The African population resists French penetration and settlement, even in areas where treaties of protection have been in force.
Among those offering greatest resistance is Samori Ture, who in the 1880s and 1890s is establishing an empire that extends over large parts of present-day Guinea, Mali, Burkina Faso, and Cote d'lvoire.
Samori's large, well-equipped army, which can manufacture and repair its own firearms, attracts strong support throughout the region.
The French respond to Samori's expansion of regional control with military pressure.
French campaigns against Samori, which are met with fierce resistance, intensify in the mid- 1890s until he is captured in 1898.
A series of British, French and German military officer make attempts to claim parts of what is today Burkina Faso starting in the early 1890s.
At times these colonialists and their armies fight the local peoples; at times they forge alliances with them and make treaties.
The colonialist officers and their home governments also make treaties among themselves.
Through a complex series of events what is today Burkina Faso eventually becomes a French protectorate in 1896.
The eastern and western regions, where a standoff against the forces of the powerful ruler Samori Ture complicates the situation, come under French occupation in 1897.
By 1898, the majority of the territory corresponding to Burkina Faso is nominally conquered.

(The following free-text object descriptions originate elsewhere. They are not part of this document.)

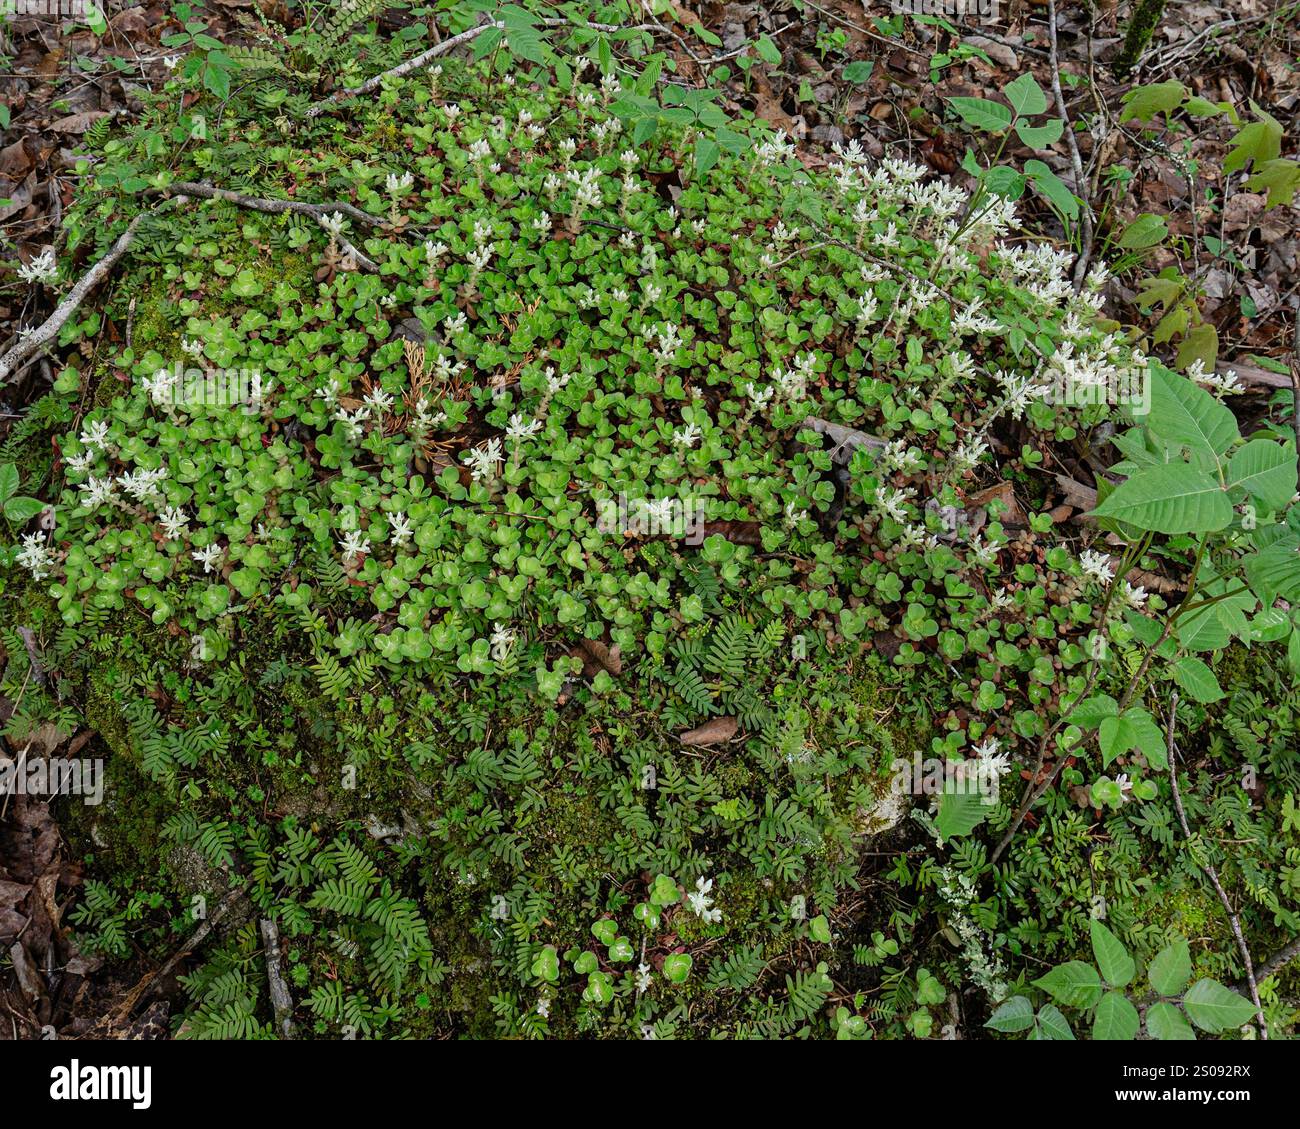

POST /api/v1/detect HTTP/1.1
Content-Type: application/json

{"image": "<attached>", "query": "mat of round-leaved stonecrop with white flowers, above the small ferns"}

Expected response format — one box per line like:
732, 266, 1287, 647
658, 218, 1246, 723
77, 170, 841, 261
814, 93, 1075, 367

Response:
25, 50, 1131, 736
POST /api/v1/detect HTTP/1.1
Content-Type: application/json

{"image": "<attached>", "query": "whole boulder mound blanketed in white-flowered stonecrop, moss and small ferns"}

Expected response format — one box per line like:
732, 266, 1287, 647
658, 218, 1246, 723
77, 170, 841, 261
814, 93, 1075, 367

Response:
5, 8, 1294, 1038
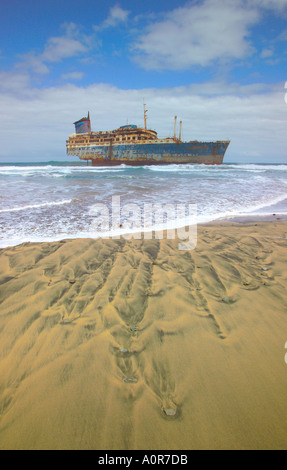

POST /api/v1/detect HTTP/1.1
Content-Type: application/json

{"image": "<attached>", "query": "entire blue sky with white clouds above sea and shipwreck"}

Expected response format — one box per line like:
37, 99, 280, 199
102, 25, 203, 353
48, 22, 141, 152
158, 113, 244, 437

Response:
0, 0, 287, 163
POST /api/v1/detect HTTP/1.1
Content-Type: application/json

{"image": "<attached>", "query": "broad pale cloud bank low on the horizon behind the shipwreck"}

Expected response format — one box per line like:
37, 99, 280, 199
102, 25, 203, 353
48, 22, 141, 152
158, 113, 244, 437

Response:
0, 77, 287, 162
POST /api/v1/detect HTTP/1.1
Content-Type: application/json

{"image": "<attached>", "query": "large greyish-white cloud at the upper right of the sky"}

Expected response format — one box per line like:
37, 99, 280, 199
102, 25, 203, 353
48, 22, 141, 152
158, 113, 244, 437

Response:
134, 0, 259, 70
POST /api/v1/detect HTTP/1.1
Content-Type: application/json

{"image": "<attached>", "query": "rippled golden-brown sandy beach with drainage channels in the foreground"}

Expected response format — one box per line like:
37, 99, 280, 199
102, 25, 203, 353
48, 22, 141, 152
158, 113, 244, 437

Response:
0, 218, 287, 450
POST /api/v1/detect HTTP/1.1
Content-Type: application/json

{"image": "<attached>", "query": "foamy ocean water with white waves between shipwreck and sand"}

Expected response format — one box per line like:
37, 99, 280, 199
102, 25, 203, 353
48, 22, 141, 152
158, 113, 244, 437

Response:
0, 162, 287, 248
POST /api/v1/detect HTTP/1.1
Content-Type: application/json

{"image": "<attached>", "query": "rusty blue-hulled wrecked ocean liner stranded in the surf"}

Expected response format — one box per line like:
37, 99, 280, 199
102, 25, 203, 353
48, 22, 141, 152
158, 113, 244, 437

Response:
66, 114, 230, 166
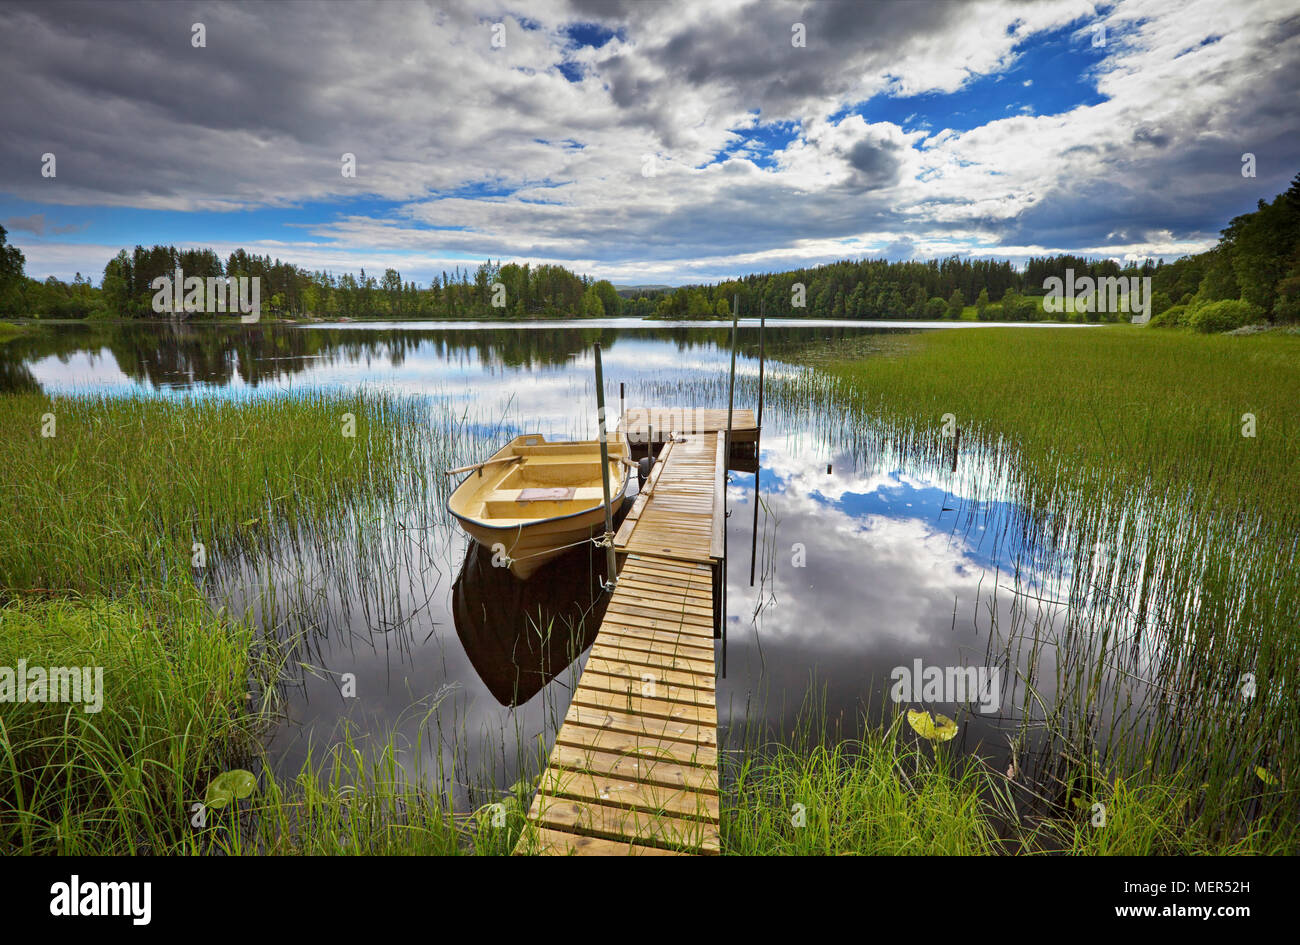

The Franco-British Convention of June 14, 1898, creates the country's modern borders.
In the French territory, a war of conquest against local communities and political powers continues for about the next five years.
French domination is assured by the defeat in 1898 of the armies of Samori Touré, Mansa (or Emperor) of the Ouassoulou state and leader of Malinké descent, which gives France control of what today is Guinea and adjacent areas.